Given a sentence automatically generate reading comprehension style factual questions from that sentence, such that the sentence contains answers to those questions.

Primary LanguagePythonMIT LicenseMIT

Question Generation from Declarative Sentences

Update: If you have a feature request please open an issue or feel free to submit a pull request.

Given a statement of text such as,

Handheld devices find ways to bolster U.S. homeland defense and response.

The questions generated will be:

What do handheld devices find?

The original code is a product of the PhD thesis of Michael Heilman. The original Java code and other resources can be found here.

For all Pythonistas out there this repository provides a Python wrapper to simplify the execution of the code above. The hardest part of the whole project is setup. Yes you heard it right.

Setup

To run this code you need to have a Java Runtime Environment installed. Java downloads can be found on the Oracle website here. Version 1.6.0_07 of Java was used in developing the original system. The code is packaged up for use on UNIX systems, or for use in the Eclipse IDE.

Dependencies

The following are the dependencies of the original code.

-Apache Commons Lang (http://commons.apache.org/lang/)

-Apahce Commons Logging (http://commons.apache.org/logging/)

-JUnit (http://www.junit.org/)

-JWNL (http://sourceforge.net/projects/jwordnet/)

-Stanford NLP tools (http://www-nlp.stanford.edu/software/)

-WordNet (http://wordnet.princeton.edu/)

-The sst-light-0.4 release of the SuperSenseTagger, from which we used the SemCor data for training the supersense tagger (http://sourceforge.net/projects/supersensetag/)

-The Semcor corpus, used for training the supersense tagger (http://www.cse.unt.edu/~rada/downloads.html#semcor)
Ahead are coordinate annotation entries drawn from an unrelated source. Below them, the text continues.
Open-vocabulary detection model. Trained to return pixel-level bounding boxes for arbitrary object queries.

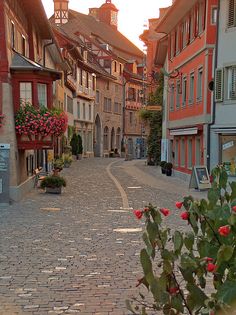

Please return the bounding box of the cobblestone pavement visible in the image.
[0,159,206,315]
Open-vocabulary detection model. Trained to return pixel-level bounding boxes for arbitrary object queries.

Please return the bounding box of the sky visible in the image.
[42,0,172,49]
-The WEKA toolkit, version 3.6.0 (http://www.cs.waikato.ac.nz/ml/weka/)

The good news is that you don't need to download each one of those individually because everything is neatly packed in the QuestionGeneration.zip bundled with the code.

  1. First, clone this repository,

    git clone https://github.com/sumehta/question-generation.git

  2. Unzip the QuestionGeneration.zip file

    unzip QuestionGeneration.zip

    cd QuestionGeneration

  3. [Optional] Start two servers to speed up the script, Stanford Parser server and the SST servers in two separate terminals.
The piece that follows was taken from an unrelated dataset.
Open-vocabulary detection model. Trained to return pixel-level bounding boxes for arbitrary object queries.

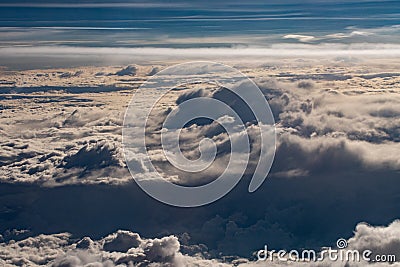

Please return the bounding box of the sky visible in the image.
[0,0,400,267]
[0,0,400,48]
    bash runStanfordParserServer.sh

    bash runSSTServer.sh

  4. Finally, to get a list of questions for a statement, execute this command

    python question.py -s 'Handheld devices find ways to bolster U.S. homeland defense and response'

For other options exposed by the script type,

python question.py -help

For developers, I have also included a QuestionGenerator class, that exposes other methods for processing large collections.